Many resumes that I see do precisely the opposite. They offer bullets like:
- Contributed to design documents on ________ feature and helped coordinate international expansion.
- Implemented various features for new Office layout tool.
Yawn. I want to know what you accomplished. I don’t really care much about your team’s accomplishments. And, in many cases, I already know what your responsibilities were because I know your job title. If you were a developer, you probably wrote some code, did a little testing and maybe helped out with a few design docs. How does a good resume read? Here are the first words of each bullet from a strong programmer resume I saw recently: “reduced,” “implemented,” “redesigned,” “promoted,” “created,” “promoted,” “implemented,” “created,” “optimized,” “built,” “created,” “designed.” Each of these words was followed with concrete description of what this developer did. Her impact on her company was clear. Now read the first line of each bullet on yours. Does it have words like “contributed to,” “helped with,” etc.? If so, you might want to toss it out and start from scratch. This time, use this approach:
- Step 1: Make a list of all your jobs and titles. (You probably already have this.)

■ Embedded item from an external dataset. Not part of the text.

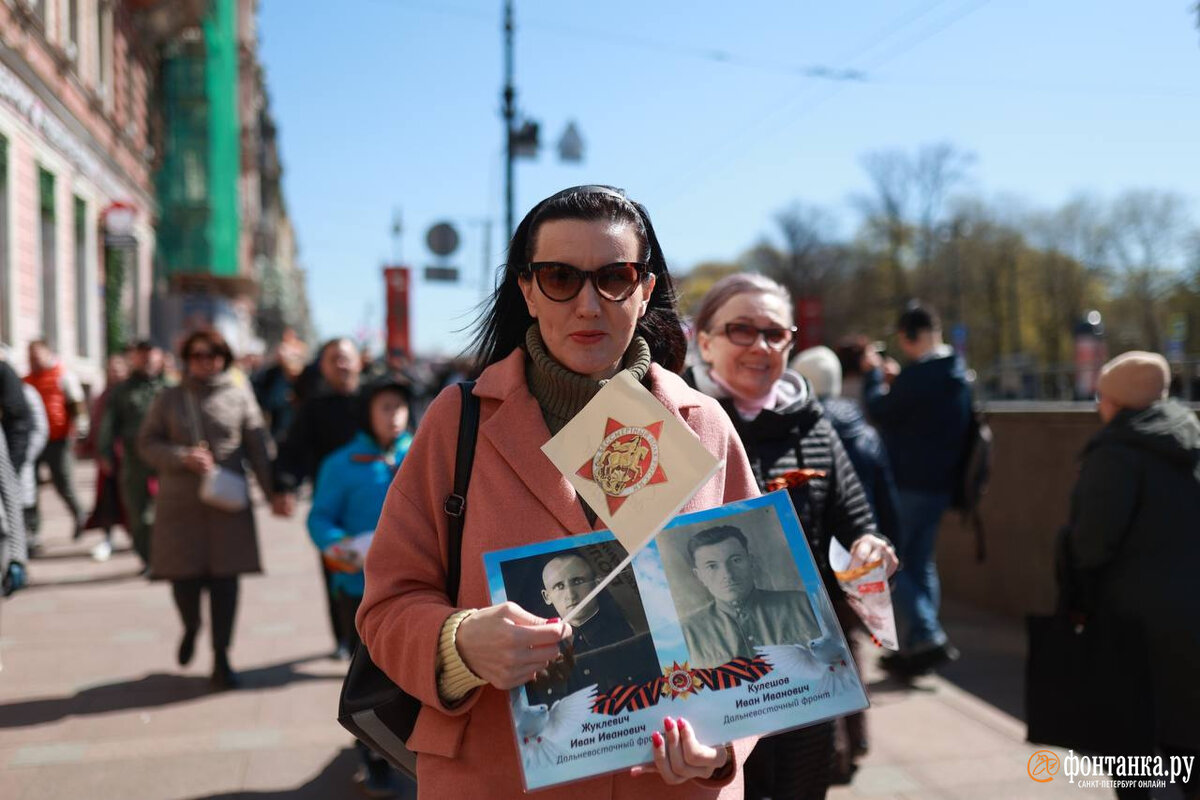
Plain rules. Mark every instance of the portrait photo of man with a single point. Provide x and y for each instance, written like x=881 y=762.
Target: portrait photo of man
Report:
x=739 y=614
x=609 y=648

- Step 2: For each job, list your 3 – 5 biggest accomplishments. Don't try to give a comprehensive look at everything you did. You're not giving a description of your job. You’re highlighting a few of your most serious accomplishments.
- Step 3: If some of your bullets were more than two lines long, reduce them to one to two lines each. Ideally, no more than half of your bullets are two lines. Short bullets are more likely to be read.
- Step 4: Re-read each bullet. Is your impact clear? Is each bullet something that, ideally, you personally accomplished? (If you were a team lead or manager, your team’s accomplishments are relevant if you drove those accomplishments.) Is each bullet specific? “Designed and implemented new facial recognition algorithm on video clips that out-performed prior tools by 15 percent” sounds more impressive than “Developed various features for facial recognition.”
- Step 5: Quantify your impact as much as possible. This is often difficult, but you should aim to have at least a few quantified accomplishments. If you optimized something, by how much did you optimize it? If you saved the company time, how much time did you save them? You won’t always have an exact number, but do your best to estimate it.
Going through these steps may require re-doing your resume from scratch, but trust me — it’s worth it.